The discovery, made by an international team of astronomers using the Canada-France-Hawaii Telescope, cements Saturn’s status as the solar system’s lunar monarch. It’s hard to see now how it could ever be topped.
“Based on our projections, I don’t think Jupiter will ever catch up,” said Edward Ashton, a postdoctoral fellow at Academia Sinica’s Institute of Astronomy and Astrophysics and the lead researcher behind the discovery. His team’s findings were recently recognized by the International Astronomical Union (IAU), the official arbiter of celestial nomenclature.
A Lunar Bonanza

Since 2019, astronomers have been monitoring the sky around Saturn using the Canada-France-Hawaii Telescope. By combining multiple observations to enhance faint signals, they initially identified 62 new moons, along with dozens of other objects that may or may not have been moons. In 2023, they revisited the same patches of sky for three months to confirm that these objects were indeed moons. These amounted to a staggering 128 new additions to Saturn’s lunar family.
To some, calling these satellites moons could sound odd. They certainly don’t look like the familiar Moon around Earth. Most of them are irregular satellites — tiny fragments, just 2 to 4 kilometers in diameter, that likely formed from violent collisions between larger moons or with passing comets. Technically, they’re still moons whether you like it or not. More on that in a moment.
Many of them cluster near the Mundilfari subgroup, a region believed to be the site of a cataclysmic collision within the last 100 million years. “Our carefully planned multi-year campaign has yielded a bonanza of new moons that tell us about the evolution of Saturn’s irregular natural satellite population,” Ashton said.

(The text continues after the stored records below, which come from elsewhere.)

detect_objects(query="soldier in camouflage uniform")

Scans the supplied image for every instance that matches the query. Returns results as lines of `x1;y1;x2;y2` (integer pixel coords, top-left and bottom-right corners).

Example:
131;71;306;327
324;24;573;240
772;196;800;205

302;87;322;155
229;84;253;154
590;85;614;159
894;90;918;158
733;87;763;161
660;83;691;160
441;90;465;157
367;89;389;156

How Small Is Too Small for a Moon?
How tiny can an object be before it’s no longer considered a moon? The newly discovered satellites are so small that they appear as little more than “fuzzy blobs” in telescope images. Mike Alexandersen of the Minor Planet Center, which logs planetary bodies for the IAU, acknowledges the challenge. “The cutoff between what is a moon and what is just a rock particle is probably going to be somewhere between 1 kilometer and 1 meter in diameter,” he said. “It’s most likely going to be relatively arbitrary.”
The IAU has already decided not to prioritize naming moons smaller than 1 kilometer unless a spacecraft visits them. But for Ashton and his team, the discovery is about more than just numbers. “These are small little rocks floating in space, so some people might not find it quite an achievement,” he said. “But I think it’s important to have a catalogue of all the objects in the solar system.”

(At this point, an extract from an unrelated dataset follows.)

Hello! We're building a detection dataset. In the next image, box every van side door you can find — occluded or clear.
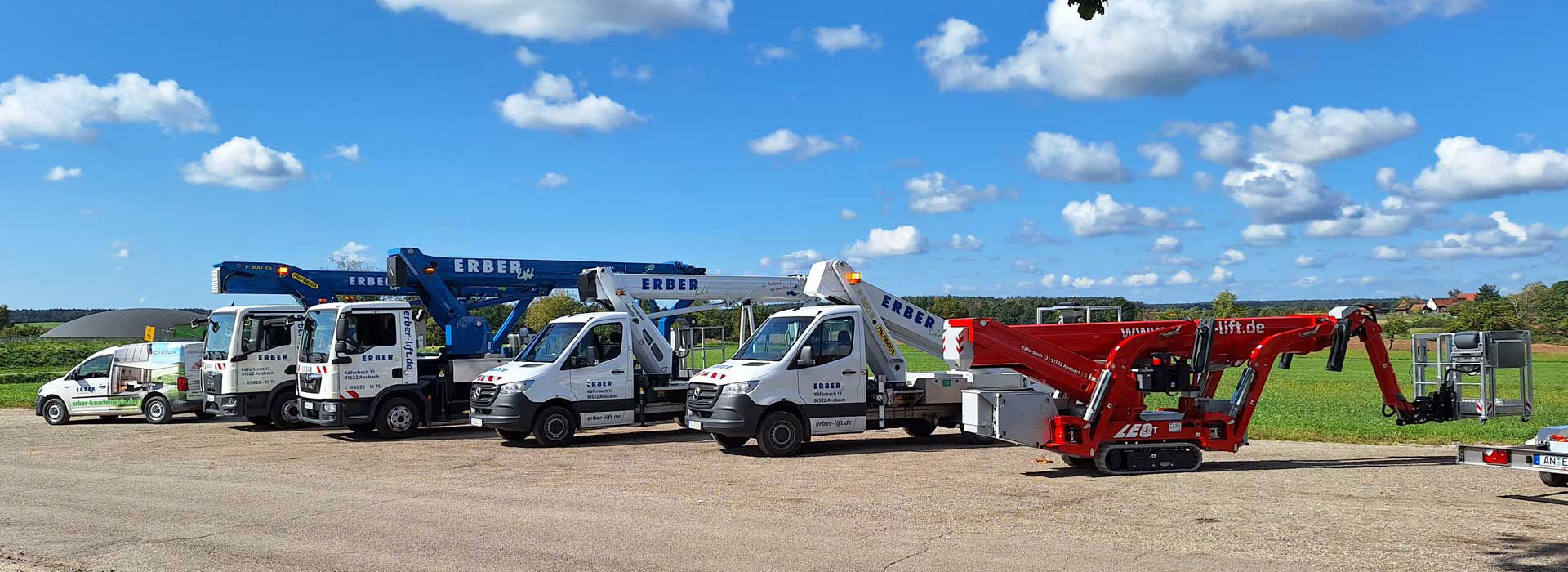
[561,321,637,428]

Could we find more? Perhaps. However, the current pace of discovery has likely run out of steam. The current technology in detecting moons around distant planets like Saturn, Uranus, and Neptune has reached its limits. But the search is far from over. Advances in telescope technology could reveal thousands of moons in the coming decades.
Elizabeth Day, a planetary scientist at Imperial College London, notes that mapping these objects may, at some point, carry important practical considerations — even financial ones. “We might want to extract resources from asteroids and moons in the solar system, so having a great understanding of what is where is important for that,” she said.
For now, the ringed planet reigns supreme — but the cosmos always has more secrets to reveal.